In most Christian churches of today, the Sunday service/meeting is the time designated for and as worship. The gathering looks quite different between liturgical and non-liturgical churches. However, the idea of worship is what drives both types of gatherings. I do not intend to suggest that one form is superior to the other.

Since I am no longer a regular participant in a liturgical church, my comments and descriptions come from the non-liturgical perspective with which I am more familiar.

Ravi Zacharias has pointed out that there are five basic elements to worship— the Lord's Supper, teaching, prayer, praise, and giving.

Most liturgical churches have all five of these in some form, with teaching being relegated to a short “homily.” Most non-liturgical churches only have four, with the Lord’s Supper being an occasional part of the celebration.

Ever since the Protestant Reformation and up until the past decade or two, the sermon (teaching) was the mainstay and the main event of the Sunday gathering for the non-liturgical churches. Regular teaching of God’s Word is taking more and more of a secondary place in our churches.

On the surface, many will argue with me on that point; but let’s consider things from a historical perspective.

When I first came into the things of the Lord (1969), the Charismatic Renewal (1965ff) was in full swing and the Jesus-People Movement (1971ff) was taking off. The Jesus People were providing the impetus the Charismatic Renewal needed to get outside the four walls of the church and into the streets.

Church services were ordinarily 1½ to 2-hours long, sometimes even lengthier. Few people got upset with that, mainly because the presence of God was so palpable. The music and singing were part of the celebration, and everyone participated. Praise teams had not yet been invented.

The teaching from the sermon could easily last an hour in and of itself.

Not only that, but we also had Sunday night services with more praise and teaching. This gathering was not as well-attended as the morning meeting, but the experience was the same.

This was the tail-end of the prosperous times after the war. We had now gone through the revolution of the tumultuous ‘60s and the fears of the Cold War. 1973 saw the oil embargo and our first major economic recession since the Depression of the early ‘30s.

Times changed.

     People’s hearts changed.

          Television programming changed.

               ABC introduced the Sunday Night Movie.

Churches felt the effect of this as people found reason to stay home.

By the time Sunday Night Football was introduced, most churches had already done away with their Sunday night services.

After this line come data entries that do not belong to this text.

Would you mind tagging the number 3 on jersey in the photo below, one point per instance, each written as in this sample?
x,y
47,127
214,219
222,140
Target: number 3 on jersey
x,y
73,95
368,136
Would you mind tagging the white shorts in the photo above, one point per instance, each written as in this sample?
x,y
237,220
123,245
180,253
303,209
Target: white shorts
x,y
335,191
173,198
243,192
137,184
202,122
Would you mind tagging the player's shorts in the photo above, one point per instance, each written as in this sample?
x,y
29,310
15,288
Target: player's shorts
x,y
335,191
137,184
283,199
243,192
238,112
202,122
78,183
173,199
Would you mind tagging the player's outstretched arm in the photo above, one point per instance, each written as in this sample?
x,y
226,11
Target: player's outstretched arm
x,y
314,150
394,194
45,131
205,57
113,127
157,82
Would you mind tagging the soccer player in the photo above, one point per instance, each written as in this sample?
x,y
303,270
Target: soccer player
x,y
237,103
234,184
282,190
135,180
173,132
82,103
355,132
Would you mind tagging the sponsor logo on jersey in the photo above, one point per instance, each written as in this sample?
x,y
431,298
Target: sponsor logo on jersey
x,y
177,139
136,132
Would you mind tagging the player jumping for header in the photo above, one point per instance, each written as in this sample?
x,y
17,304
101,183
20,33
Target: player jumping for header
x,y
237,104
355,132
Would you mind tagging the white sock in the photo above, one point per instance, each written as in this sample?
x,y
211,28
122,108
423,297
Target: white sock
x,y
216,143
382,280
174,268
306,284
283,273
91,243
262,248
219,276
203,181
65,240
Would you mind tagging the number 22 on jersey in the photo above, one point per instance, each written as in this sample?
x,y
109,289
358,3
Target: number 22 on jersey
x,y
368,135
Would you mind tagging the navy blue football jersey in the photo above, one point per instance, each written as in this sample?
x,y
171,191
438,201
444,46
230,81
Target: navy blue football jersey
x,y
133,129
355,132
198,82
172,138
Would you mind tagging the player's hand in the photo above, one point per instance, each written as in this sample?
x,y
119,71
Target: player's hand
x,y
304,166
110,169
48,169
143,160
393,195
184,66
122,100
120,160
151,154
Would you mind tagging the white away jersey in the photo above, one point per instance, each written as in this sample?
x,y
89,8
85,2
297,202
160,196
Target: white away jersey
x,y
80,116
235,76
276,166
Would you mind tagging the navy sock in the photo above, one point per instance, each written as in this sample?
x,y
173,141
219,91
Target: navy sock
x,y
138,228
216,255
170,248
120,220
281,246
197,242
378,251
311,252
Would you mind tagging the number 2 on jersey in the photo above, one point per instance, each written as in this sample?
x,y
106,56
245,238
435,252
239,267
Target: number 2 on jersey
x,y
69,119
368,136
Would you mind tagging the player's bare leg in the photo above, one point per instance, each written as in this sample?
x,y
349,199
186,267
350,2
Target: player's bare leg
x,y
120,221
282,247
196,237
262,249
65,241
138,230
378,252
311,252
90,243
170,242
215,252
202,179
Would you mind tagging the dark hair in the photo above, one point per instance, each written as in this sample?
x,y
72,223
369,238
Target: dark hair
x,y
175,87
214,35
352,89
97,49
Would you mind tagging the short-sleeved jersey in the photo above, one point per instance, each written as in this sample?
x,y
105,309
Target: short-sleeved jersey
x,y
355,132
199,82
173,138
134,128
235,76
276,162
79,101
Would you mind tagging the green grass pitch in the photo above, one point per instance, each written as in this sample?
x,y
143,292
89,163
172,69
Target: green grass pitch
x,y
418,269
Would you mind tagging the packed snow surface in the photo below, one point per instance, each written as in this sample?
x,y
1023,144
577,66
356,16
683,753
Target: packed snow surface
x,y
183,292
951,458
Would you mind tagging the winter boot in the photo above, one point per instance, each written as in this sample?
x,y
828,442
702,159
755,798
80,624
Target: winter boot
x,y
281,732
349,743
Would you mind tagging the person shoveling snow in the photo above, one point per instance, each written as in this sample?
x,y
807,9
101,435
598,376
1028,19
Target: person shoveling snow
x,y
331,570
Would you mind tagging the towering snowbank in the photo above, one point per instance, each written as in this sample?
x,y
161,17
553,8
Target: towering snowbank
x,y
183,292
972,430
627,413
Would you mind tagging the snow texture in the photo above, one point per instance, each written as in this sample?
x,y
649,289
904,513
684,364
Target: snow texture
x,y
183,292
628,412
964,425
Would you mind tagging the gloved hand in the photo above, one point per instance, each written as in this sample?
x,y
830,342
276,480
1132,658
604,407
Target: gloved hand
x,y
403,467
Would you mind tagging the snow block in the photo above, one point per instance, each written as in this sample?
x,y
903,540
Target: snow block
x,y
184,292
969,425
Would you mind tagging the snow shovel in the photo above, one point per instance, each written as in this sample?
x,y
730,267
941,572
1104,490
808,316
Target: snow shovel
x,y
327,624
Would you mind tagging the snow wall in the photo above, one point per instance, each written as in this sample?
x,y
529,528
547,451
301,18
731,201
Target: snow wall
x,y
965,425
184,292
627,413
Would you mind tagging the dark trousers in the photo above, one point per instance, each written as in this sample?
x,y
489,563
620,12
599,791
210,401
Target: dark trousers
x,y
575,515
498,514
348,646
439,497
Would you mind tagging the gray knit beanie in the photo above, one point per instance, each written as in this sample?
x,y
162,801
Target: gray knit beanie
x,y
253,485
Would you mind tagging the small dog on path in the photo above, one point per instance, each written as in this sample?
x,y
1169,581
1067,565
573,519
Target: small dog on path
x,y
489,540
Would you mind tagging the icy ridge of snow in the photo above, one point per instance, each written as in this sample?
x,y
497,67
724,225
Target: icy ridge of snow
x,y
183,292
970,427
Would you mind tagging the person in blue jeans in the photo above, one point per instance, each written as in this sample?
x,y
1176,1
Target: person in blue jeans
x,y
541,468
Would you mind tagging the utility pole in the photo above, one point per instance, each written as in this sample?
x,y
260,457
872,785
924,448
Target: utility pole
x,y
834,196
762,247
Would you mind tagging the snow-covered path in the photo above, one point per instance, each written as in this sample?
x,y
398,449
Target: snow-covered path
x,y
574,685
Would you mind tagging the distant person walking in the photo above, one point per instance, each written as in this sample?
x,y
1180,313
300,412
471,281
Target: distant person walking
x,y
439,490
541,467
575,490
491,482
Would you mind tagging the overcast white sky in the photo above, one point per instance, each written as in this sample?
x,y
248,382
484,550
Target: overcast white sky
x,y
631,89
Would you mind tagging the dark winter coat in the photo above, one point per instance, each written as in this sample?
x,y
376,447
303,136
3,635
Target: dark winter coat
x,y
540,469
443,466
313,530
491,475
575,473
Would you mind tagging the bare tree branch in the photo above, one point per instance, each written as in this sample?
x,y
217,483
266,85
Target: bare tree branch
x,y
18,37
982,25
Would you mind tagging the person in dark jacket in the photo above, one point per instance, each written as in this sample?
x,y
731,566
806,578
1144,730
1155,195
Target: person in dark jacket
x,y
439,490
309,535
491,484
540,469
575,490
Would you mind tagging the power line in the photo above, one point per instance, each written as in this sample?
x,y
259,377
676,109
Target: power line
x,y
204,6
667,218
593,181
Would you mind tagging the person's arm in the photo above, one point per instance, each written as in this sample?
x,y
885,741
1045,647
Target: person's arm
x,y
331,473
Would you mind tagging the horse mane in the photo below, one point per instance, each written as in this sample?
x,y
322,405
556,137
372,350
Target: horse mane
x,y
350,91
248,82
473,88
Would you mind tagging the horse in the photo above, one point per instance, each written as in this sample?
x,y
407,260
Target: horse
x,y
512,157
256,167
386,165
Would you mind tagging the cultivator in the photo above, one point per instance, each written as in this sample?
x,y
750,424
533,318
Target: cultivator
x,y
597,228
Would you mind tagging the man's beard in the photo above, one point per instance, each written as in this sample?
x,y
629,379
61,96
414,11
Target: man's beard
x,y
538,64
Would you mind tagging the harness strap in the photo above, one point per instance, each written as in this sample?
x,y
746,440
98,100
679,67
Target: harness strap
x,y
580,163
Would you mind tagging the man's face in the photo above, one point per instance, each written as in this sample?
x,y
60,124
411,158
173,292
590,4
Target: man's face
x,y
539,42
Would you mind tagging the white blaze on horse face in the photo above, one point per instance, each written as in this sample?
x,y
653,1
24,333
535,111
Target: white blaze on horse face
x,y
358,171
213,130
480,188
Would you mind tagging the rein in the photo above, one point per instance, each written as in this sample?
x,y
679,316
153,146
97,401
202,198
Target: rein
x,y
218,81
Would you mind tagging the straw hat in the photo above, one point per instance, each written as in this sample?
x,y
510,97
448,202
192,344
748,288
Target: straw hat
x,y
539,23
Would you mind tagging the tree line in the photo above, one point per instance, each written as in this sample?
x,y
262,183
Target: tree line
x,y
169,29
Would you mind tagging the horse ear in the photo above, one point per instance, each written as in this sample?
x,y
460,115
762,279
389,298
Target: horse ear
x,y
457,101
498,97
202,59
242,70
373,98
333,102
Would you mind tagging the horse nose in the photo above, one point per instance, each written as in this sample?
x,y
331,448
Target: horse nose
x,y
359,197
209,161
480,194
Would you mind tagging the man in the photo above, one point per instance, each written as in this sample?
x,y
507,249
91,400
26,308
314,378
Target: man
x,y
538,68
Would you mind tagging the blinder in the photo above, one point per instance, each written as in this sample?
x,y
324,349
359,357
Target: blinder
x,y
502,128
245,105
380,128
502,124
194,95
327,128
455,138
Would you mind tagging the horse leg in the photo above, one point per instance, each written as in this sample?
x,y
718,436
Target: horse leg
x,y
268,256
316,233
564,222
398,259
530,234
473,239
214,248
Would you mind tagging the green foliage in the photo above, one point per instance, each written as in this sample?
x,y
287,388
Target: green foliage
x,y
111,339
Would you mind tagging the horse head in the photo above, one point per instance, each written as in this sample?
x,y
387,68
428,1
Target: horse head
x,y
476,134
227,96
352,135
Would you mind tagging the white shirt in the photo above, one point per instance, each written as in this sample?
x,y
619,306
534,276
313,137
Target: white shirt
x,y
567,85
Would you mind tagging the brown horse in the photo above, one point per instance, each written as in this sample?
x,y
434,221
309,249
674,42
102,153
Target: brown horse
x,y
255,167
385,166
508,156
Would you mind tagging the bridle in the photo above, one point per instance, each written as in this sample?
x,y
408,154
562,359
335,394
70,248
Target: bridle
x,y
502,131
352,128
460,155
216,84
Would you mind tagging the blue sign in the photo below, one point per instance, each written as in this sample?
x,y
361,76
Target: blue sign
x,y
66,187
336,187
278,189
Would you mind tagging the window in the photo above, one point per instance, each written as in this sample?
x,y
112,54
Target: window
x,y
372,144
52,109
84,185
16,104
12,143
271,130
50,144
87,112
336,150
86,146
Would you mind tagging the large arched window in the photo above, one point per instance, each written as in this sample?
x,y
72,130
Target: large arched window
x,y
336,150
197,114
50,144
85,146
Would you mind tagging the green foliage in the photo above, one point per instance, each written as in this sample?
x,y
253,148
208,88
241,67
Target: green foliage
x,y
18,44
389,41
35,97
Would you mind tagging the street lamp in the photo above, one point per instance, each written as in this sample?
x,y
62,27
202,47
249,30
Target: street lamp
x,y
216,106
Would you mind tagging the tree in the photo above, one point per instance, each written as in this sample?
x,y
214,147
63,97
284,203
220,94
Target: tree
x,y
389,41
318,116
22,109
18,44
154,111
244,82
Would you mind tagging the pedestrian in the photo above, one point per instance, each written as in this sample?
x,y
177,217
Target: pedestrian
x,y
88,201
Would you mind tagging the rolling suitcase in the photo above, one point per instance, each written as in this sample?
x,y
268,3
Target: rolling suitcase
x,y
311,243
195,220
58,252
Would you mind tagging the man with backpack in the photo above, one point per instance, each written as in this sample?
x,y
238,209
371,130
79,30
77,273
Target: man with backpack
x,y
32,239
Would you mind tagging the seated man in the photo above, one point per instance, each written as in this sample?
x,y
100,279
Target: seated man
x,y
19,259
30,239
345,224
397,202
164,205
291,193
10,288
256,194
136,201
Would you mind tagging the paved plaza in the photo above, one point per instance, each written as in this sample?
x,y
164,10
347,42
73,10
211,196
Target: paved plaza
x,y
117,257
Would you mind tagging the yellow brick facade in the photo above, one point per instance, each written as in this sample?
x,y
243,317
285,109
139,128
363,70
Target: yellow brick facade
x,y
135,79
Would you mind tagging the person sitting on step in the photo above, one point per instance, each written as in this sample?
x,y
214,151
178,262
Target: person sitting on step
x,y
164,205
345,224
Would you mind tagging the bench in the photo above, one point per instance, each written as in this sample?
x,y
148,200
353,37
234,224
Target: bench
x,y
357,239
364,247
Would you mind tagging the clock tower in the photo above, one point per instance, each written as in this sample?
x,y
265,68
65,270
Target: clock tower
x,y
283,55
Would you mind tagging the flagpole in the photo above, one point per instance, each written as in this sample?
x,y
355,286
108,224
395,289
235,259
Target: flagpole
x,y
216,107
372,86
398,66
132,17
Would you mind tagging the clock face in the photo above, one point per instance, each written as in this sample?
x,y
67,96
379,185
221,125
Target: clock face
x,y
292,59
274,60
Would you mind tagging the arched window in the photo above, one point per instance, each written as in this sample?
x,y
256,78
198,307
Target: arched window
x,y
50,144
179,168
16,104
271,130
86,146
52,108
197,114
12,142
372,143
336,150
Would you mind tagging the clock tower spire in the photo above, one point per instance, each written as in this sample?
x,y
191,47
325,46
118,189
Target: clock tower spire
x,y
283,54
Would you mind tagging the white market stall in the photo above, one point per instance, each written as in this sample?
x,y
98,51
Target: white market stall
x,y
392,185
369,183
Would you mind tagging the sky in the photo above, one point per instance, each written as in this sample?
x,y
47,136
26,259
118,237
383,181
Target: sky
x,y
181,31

Now, on a Sunday morning at church, it is not uncommon to hear a conversation about the upcoming games of the afternoon and evening—during the time set aside for honoring the Lord.

The Sunday morning service has not only dwindled in attendance, but has also been diminished in time. An hour is about all that anyone can comfortably stand anymore.

This was being taught and promulgated back in 1975 when I was attending Bible College. In our class on Church Administration, we were told to allow 20 minutes for singing, 20 minutes for preaching, and 20 minutes for prayer and incidentals. Yes, prayer was placed in the category of “incidentals.”

As a result, teaching has lost its centrality and its focus.

That is a shame and is detrimental to our overall health and effectiveness as Christians.

But, as it pertains to the worship experience, Zacharias said
“Without the teaching, the rest of the components become prone to heretical expressions.”